Driving (not me) nuts in Ontario

The G&M has a late-in-coming eye-opener of a story entitled Aging drivers with dementia on the rise. Second graf:

Canada's most populous province will be home to nearly 100,000 elderly drivers with dementia by 2028, up from 34,000 in 2000, said the study, published in this month's edition of the Canadian Journal of Psychiatry.
Yeah, yeah 100,000 in 24 years, but there's 34,000 demented people behind the wheels of 3-ton weapons now.

Laws, rights, and regulations are the result not the driver of context and circumstance. And, and this instant, only someone immune to knowledge can not perceive some fairly significant contextual shifts around driving: cost of the risk (litigation, damage, killing, etc.), the aging population, the prevalence (real or merely "now-being-observed") of psychiatric inhibitions, distractions galore from advertising to mobile telephony, the polluting effects, and so forth. Yet, we stalwartly refuse to acknowledge the changing environment and change the nature of the activity in response.
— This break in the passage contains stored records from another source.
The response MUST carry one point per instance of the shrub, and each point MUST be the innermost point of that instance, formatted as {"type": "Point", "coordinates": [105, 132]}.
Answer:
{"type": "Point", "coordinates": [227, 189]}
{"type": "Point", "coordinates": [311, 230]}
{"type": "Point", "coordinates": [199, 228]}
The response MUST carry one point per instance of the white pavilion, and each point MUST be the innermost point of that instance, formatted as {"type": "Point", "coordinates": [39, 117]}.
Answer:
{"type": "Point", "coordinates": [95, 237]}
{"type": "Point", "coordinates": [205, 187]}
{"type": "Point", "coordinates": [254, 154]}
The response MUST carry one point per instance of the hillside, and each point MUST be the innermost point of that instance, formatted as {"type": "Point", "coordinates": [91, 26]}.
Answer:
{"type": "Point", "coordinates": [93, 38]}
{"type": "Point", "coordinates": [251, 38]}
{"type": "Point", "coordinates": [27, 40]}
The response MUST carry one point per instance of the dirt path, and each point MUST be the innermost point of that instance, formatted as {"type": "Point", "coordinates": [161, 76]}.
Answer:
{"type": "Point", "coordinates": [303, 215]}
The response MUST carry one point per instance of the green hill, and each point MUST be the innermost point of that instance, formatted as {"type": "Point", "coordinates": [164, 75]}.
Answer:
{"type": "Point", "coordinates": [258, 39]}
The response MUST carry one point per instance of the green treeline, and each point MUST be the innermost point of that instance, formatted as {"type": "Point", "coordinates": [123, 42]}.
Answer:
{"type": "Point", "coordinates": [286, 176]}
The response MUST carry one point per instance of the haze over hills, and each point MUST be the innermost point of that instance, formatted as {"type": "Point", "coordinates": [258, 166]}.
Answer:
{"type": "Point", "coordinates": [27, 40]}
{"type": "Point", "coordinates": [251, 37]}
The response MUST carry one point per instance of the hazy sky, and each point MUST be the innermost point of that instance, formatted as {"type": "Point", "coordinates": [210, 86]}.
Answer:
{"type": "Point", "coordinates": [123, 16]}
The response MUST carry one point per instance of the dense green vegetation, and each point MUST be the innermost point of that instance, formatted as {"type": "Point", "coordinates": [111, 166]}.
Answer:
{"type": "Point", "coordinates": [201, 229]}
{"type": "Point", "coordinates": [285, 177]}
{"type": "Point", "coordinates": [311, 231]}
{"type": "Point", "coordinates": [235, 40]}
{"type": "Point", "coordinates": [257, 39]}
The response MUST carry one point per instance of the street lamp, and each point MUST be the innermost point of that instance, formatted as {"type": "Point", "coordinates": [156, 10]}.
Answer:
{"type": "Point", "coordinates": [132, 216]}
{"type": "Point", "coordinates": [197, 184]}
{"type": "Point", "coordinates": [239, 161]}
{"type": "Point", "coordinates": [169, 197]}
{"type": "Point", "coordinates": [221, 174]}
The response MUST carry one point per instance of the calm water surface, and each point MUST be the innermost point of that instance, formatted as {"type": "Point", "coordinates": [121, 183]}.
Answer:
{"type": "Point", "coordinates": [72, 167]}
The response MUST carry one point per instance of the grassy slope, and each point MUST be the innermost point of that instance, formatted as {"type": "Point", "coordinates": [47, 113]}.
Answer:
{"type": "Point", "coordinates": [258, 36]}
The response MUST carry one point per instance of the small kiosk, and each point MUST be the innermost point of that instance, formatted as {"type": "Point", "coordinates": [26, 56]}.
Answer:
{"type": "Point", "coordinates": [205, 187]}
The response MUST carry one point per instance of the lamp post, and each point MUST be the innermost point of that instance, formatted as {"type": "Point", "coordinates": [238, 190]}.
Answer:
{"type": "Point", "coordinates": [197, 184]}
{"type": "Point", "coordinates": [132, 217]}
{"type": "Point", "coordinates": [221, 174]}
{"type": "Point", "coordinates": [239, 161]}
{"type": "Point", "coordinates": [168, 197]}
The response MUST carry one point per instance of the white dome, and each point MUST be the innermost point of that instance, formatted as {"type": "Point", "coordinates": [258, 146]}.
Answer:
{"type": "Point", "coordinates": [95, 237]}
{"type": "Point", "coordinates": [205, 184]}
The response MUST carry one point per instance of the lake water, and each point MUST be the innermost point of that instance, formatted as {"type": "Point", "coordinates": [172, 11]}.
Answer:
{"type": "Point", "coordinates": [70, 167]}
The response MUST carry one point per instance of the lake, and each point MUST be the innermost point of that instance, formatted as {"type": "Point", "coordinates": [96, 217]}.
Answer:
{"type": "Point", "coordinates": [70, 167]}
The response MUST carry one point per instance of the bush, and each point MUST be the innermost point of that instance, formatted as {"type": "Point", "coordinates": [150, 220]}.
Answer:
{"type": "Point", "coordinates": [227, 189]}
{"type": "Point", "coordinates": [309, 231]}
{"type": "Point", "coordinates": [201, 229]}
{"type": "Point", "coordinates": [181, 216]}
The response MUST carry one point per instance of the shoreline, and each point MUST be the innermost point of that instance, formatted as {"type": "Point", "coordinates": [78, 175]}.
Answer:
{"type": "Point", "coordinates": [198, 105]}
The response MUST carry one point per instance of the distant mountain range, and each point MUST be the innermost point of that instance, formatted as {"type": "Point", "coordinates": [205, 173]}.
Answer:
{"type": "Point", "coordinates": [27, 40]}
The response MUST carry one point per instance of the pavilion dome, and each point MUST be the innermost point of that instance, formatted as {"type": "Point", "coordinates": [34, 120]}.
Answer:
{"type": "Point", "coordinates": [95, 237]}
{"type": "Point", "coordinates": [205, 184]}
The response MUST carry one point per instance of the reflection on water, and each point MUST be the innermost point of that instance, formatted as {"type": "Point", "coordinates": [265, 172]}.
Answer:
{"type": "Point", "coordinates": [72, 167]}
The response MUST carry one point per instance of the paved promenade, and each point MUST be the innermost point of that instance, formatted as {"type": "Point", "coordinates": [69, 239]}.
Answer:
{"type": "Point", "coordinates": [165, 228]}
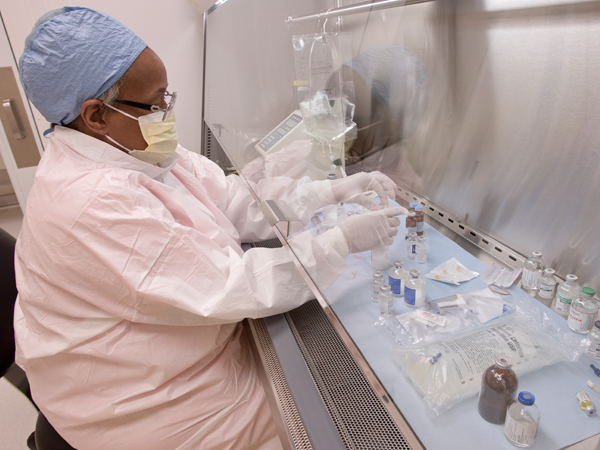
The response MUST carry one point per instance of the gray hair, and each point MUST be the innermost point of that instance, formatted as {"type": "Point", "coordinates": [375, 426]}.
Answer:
{"type": "Point", "coordinates": [112, 93]}
{"type": "Point", "coordinates": [108, 97]}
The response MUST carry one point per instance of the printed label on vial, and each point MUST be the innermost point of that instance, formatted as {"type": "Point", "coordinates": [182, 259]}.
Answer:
{"type": "Point", "coordinates": [563, 304]}
{"type": "Point", "coordinates": [396, 285]}
{"type": "Point", "coordinates": [530, 278]}
{"type": "Point", "coordinates": [580, 320]}
{"type": "Point", "coordinates": [520, 432]}
{"type": "Point", "coordinates": [409, 296]}
{"type": "Point", "coordinates": [594, 349]}
{"type": "Point", "coordinates": [546, 290]}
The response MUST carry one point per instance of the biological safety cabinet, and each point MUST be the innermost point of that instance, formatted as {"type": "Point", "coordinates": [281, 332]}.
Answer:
{"type": "Point", "coordinates": [483, 112]}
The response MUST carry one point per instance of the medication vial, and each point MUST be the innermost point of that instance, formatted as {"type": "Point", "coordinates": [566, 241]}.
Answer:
{"type": "Point", "coordinates": [565, 294]}
{"type": "Point", "coordinates": [420, 220]}
{"type": "Point", "coordinates": [411, 245]}
{"type": "Point", "coordinates": [397, 278]}
{"type": "Point", "coordinates": [421, 250]}
{"type": "Point", "coordinates": [386, 301]}
{"type": "Point", "coordinates": [414, 291]}
{"type": "Point", "coordinates": [547, 285]}
{"type": "Point", "coordinates": [380, 258]}
{"type": "Point", "coordinates": [522, 420]}
{"type": "Point", "coordinates": [532, 272]}
{"type": "Point", "coordinates": [582, 314]}
{"type": "Point", "coordinates": [376, 284]}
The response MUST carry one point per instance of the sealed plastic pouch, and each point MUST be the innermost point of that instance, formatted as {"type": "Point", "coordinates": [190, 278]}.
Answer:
{"type": "Point", "coordinates": [451, 271]}
{"type": "Point", "coordinates": [530, 341]}
{"type": "Point", "coordinates": [441, 318]}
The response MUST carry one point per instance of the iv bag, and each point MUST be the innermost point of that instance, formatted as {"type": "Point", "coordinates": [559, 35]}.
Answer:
{"type": "Point", "coordinates": [325, 94]}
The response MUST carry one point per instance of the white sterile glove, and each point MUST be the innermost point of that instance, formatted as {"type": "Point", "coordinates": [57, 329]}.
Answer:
{"type": "Point", "coordinates": [351, 189]}
{"type": "Point", "coordinates": [372, 230]}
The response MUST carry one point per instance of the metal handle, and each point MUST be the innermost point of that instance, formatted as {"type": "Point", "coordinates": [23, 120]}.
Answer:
{"type": "Point", "coordinates": [278, 212]}
{"type": "Point", "coordinates": [13, 123]}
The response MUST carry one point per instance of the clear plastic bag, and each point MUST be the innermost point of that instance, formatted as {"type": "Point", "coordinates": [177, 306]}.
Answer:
{"type": "Point", "coordinates": [451, 271]}
{"type": "Point", "coordinates": [448, 371]}
{"type": "Point", "coordinates": [325, 94]}
{"type": "Point", "coordinates": [439, 319]}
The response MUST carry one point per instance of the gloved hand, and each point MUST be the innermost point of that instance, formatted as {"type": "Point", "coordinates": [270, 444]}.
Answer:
{"type": "Point", "coordinates": [350, 189]}
{"type": "Point", "coordinates": [372, 230]}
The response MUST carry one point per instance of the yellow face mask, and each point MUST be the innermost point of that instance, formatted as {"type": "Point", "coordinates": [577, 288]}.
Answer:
{"type": "Point", "coordinates": [160, 135]}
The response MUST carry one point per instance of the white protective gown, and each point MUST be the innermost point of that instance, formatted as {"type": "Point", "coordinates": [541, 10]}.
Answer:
{"type": "Point", "coordinates": [132, 283]}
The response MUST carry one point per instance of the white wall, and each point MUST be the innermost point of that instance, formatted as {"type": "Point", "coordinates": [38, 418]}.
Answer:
{"type": "Point", "coordinates": [173, 29]}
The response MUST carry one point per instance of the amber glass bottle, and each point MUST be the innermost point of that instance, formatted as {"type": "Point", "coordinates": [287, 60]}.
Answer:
{"type": "Point", "coordinates": [498, 386]}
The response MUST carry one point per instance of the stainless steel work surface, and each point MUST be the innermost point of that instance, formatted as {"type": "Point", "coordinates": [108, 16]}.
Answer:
{"type": "Point", "coordinates": [461, 427]}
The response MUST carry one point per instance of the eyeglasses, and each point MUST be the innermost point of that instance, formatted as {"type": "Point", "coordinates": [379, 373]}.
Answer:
{"type": "Point", "coordinates": [153, 108]}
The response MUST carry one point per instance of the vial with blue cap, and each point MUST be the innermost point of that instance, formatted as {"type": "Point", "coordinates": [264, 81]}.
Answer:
{"type": "Point", "coordinates": [522, 420]}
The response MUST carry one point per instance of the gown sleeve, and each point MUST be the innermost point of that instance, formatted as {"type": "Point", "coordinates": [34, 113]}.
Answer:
{"type": "Point", "coordinates": [124, 255]}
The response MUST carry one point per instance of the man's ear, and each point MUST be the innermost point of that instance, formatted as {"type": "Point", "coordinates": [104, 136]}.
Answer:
{"type": "Point", "coordinates": [92, 115]}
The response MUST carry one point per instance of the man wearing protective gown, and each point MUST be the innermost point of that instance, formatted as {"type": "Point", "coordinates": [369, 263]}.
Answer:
{"type": "Point", "coordinates": [132, 281]}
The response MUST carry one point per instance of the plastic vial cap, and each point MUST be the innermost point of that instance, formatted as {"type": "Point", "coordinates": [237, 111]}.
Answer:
{"type": "Point", "coordinates": [588, 291]}
{"type": "Point", "coordinates": [503, 362]}
{"type": "Point", "coordinates": [526, 398]}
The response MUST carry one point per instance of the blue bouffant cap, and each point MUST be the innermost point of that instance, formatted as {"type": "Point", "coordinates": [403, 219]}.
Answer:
{"type": "Point", "coordinates": [74, 54]}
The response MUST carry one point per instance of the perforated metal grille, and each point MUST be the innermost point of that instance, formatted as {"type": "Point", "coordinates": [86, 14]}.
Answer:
{"type": "Point", "coordinates": [284, 397]}
{"type": "Point", "coordinates": [360, 417]}
{"type": "Point", "coordinates": [269, 243]}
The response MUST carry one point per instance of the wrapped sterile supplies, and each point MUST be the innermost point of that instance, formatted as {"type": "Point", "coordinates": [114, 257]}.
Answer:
{"type": "Point", "coordinates": [451, 271]}
{"type": "Point", "coordinates": [447, 371]}
{"type": "Point", "coordinates": [438, 319]}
For a long time I've been a proponent of regular testing for all drivers. Once a license is obtained, everyone should continue to be periodically tested (written and road) at their own cost. Perhaps the testing interval would follow a bell shape, being more frequent in earlier and later years than in the "responsible" middle. Not only could the system be cost-neutral because the user pays as part of the right to drive, but it could have beneficial downstream effects such as reduced insurance costs, lower policing requirements, enhanced public safety, etc.

Adding a screen for clinical dementia is merely another aspect of the same process. In that particular instance, however, I would be cautious about implementation for this reason: a driver's test puts the onus substantially on the driver to prove proficiency and capability; a declaration of a dementia condition -- particularly at those tough early stages -- comes from a clinician. Thus, there is the potential for more contention and legal rebuttal of the decision.

As the driving instructor at my high school repeated constantly: driving is a privilege not a right. Time to reassess the conditions under which those privileges are operative.